Mock, Judson, Voehringer Company Hosiery Mill, also known as MoJud Hosiery Company and Rolane Factory Outlet Store, is a former hosiery production plant located at 2610 Oakland Avenue in Greensboro, Guilford County, North Carolina. The company was founded in 1926, and operated until 1972. The plant was then shut down, except for a small portion used as an outlet store, until its final complete shutdown in 1999. The plant was listed on the National Register of Historic Places in 2011.

==Founding and growth==
Founded in 1926 by Bernard Mock, Nathaniel Judson and John K. Voehringer, the Mock, Judson, Voehringer Company of NC, Inc was formed for hosiery production. Following industrialists such as the Cone Family, the MJV Company built a production facility at 2610 Oakland Avenue, formerly 1004 Howard street, in 1927. Starting with 14 original employees, by 1929 they had increased to 600 workers and were producing four million pairs of silk hosiery annually.

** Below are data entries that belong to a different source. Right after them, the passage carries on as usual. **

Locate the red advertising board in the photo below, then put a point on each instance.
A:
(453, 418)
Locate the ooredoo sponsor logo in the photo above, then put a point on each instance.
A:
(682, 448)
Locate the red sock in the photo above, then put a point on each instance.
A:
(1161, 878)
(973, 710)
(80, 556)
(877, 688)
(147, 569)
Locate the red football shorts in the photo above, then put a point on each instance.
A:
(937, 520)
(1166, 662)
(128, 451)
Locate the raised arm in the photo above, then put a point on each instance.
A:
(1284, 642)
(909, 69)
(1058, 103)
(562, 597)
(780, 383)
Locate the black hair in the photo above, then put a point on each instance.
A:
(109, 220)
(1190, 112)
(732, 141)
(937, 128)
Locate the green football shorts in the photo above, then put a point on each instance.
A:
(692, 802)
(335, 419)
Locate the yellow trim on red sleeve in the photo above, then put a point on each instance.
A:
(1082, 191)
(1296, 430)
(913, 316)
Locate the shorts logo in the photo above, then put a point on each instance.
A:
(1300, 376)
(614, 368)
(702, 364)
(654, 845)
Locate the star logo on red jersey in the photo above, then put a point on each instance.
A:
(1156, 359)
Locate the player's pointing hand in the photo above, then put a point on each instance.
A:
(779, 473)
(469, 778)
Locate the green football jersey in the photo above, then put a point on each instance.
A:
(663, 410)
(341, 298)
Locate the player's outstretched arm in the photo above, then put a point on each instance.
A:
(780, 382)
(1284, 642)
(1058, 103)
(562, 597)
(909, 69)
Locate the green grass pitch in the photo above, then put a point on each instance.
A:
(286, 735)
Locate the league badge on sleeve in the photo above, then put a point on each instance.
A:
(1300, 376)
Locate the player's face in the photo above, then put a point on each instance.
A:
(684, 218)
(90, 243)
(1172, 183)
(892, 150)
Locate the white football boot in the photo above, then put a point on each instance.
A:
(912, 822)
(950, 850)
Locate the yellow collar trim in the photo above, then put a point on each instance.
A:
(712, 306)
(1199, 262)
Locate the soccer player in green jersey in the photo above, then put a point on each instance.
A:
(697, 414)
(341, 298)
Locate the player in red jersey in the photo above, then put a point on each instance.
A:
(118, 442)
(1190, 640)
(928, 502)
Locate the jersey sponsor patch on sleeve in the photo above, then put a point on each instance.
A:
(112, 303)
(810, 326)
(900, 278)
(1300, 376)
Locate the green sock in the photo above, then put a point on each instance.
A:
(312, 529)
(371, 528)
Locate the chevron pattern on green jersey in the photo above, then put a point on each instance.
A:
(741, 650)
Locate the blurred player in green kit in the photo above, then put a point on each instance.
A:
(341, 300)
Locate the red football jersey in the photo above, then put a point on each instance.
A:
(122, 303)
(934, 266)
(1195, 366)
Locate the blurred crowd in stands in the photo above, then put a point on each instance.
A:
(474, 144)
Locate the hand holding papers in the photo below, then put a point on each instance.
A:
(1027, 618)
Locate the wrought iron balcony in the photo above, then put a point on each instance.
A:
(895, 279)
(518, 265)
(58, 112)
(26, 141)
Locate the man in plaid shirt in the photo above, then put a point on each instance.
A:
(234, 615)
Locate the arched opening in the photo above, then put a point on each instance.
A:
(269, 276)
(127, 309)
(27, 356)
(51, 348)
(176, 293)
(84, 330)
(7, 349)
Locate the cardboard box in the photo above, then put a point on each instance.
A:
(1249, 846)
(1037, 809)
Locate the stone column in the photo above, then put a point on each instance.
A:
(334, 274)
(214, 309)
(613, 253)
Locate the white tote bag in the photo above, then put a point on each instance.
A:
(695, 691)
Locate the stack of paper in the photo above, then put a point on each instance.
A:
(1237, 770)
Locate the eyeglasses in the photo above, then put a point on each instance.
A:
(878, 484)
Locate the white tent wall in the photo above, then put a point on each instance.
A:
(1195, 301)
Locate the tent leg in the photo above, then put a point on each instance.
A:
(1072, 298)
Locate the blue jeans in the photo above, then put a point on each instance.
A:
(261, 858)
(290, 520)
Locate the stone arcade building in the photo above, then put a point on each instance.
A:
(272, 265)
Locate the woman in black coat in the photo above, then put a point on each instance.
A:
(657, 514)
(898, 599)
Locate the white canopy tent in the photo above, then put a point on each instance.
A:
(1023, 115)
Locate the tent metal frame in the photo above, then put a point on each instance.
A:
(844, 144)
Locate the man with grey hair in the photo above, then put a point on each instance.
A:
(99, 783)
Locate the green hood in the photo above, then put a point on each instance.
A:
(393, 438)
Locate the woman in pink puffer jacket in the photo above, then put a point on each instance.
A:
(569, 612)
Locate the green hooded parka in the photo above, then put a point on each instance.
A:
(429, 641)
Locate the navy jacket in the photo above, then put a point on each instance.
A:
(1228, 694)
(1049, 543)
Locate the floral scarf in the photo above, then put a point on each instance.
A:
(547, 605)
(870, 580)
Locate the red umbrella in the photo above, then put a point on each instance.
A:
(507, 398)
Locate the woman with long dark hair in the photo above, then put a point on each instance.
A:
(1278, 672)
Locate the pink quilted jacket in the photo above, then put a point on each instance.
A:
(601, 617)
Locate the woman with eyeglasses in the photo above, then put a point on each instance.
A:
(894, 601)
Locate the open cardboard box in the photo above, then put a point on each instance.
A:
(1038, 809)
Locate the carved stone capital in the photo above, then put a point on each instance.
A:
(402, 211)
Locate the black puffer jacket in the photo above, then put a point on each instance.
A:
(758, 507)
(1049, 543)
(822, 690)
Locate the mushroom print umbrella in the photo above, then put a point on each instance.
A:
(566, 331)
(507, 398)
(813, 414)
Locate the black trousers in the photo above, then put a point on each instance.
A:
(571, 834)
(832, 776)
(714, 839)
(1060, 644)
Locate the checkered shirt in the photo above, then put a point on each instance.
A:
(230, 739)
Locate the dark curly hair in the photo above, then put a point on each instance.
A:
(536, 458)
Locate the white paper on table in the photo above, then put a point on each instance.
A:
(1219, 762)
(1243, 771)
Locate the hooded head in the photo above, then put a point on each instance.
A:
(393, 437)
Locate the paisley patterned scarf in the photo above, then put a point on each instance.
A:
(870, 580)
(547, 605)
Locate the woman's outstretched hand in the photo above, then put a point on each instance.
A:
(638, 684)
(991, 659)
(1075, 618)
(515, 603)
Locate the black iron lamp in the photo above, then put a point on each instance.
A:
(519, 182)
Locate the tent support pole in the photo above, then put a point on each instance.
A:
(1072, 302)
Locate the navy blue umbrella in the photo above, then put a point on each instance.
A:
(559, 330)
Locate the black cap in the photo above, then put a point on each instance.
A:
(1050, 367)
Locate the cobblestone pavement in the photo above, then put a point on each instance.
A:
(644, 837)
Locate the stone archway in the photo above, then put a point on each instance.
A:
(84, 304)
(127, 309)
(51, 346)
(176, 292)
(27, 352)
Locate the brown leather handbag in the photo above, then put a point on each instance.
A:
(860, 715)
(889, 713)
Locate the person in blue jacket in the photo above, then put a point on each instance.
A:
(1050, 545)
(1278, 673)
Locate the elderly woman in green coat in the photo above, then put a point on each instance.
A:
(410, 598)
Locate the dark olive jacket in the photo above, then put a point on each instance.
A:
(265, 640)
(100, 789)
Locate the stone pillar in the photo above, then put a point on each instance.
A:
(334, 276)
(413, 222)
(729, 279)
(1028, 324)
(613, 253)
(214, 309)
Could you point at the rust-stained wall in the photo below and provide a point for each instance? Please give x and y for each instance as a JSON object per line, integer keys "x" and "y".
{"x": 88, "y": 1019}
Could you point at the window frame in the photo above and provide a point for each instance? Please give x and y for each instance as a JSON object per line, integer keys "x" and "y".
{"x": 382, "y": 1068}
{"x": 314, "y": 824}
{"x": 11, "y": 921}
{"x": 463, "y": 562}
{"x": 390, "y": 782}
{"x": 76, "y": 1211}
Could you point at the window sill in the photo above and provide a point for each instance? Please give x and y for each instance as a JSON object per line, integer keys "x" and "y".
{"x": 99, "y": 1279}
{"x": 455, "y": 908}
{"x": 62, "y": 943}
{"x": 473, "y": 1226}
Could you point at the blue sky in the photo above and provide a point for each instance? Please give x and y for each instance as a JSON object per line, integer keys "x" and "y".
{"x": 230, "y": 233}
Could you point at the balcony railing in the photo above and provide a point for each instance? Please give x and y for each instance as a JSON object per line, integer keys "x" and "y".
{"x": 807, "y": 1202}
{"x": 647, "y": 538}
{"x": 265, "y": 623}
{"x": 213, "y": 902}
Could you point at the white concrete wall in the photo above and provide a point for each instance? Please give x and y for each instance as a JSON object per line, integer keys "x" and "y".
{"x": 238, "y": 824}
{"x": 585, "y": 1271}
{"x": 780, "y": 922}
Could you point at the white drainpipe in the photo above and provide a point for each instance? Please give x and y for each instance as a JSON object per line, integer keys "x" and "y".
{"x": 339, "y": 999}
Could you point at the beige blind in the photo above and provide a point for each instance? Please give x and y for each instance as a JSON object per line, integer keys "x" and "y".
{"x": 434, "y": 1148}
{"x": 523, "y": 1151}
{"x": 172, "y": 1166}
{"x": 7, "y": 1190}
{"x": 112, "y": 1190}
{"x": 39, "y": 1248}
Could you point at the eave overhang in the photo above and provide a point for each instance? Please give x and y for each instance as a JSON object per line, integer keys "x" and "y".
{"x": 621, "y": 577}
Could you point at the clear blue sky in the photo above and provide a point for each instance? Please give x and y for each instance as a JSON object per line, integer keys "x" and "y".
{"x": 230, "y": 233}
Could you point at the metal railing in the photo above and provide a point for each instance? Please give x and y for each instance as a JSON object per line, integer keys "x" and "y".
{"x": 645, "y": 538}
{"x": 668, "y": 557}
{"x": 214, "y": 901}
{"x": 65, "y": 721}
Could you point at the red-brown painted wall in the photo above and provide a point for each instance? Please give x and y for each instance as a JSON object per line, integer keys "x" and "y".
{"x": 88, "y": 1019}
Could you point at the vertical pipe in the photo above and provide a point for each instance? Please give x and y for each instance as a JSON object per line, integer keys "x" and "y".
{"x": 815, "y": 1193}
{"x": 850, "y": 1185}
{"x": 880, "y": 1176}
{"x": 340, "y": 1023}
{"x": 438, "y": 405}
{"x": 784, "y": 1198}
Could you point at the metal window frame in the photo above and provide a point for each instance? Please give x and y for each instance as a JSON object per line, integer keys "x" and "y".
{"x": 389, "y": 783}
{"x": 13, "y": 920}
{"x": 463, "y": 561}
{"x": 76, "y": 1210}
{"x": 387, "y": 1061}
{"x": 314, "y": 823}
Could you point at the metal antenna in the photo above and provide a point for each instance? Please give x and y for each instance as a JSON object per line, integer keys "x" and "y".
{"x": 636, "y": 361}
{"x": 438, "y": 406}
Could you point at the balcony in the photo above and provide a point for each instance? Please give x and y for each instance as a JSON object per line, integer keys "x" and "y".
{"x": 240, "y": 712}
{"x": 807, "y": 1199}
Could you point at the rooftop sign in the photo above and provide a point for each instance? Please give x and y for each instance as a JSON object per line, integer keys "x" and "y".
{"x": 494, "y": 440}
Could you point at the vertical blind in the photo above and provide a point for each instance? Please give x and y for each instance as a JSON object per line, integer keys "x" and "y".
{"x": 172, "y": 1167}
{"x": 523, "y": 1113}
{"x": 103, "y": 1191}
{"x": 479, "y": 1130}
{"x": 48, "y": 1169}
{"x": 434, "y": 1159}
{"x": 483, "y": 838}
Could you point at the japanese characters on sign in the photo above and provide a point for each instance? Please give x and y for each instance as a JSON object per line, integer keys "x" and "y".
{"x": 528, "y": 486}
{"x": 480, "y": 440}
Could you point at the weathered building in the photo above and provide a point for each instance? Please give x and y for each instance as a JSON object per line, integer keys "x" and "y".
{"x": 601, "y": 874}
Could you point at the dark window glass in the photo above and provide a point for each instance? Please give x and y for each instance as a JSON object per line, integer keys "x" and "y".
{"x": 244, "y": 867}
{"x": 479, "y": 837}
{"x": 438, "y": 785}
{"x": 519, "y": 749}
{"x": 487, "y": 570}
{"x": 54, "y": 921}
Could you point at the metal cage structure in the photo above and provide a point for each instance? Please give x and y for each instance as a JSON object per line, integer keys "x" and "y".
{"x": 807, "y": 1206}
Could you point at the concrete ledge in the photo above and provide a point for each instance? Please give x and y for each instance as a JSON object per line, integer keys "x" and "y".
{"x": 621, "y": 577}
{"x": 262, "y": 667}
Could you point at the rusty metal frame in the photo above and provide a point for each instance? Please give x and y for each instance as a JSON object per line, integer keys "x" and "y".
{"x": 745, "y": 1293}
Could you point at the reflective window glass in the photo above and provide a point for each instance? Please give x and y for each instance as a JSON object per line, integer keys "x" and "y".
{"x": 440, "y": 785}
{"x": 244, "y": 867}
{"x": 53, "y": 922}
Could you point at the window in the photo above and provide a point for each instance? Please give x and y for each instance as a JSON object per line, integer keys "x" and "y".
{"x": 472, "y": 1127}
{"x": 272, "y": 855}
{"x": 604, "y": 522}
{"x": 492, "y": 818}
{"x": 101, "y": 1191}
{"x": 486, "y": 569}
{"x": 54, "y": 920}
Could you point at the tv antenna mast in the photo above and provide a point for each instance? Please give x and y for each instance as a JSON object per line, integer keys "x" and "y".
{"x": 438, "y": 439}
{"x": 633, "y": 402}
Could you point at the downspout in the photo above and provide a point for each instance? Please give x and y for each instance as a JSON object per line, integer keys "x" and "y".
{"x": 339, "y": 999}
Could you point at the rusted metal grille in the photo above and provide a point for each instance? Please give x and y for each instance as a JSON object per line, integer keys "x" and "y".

The complex had also grown from its original 10,000 square feet to roughly 140,000. The factory continued producing hose all throughout its history until production stopped in 1972, including during World War 2. However, during the war, they switched from producing nylon and silk hose to rayon, but this was quickly reversed after nylon shortages ended after the conclusion of wartime rationing.

==Worker housing and benefits==
Unlike other textile corporations, such as the Cone mills, who would not begin to pull away from providing worker housing until the Great Depression, MJV did not have mill villages. Directories from the time period have indicated that employees were taking advantage of a local booming housing economy and lived in the surrounding areas of Lindley and Highland Park. MJV also provided an on-site nurse, a cafeteria for their employees, and a recreational baseball team, the Mojuds Nighthawks.

==Labor disputes==
In 1937, two years after the passing of the National Labor Relations Act of 1935, the American Federation of Hosiery Workers filed charges against MJV claiming that the mill had engaged in unfair labor practices including the distribution of anti-union literature, firing employees on the basis of union membership, and removal of organizers attempting to distribute union literature outside of the facility.

==National Register of Historic Places==
The facility is listed in the National Register of Historic Places listings in Guilford County, North Carolina. In early 2018, it was announced that the structure would be converted to 170 apartments, including several townhouses while retaining many historical elements of the original building. As of May 2021, no significant work has begun on the project. On April 21, 2022, Capitol Broadcasting Company of Raleigh, North Carolina purchased the site for $7.6 million for apartment development.

After massive renovations winter of 2023, opened as MoJud Lofts.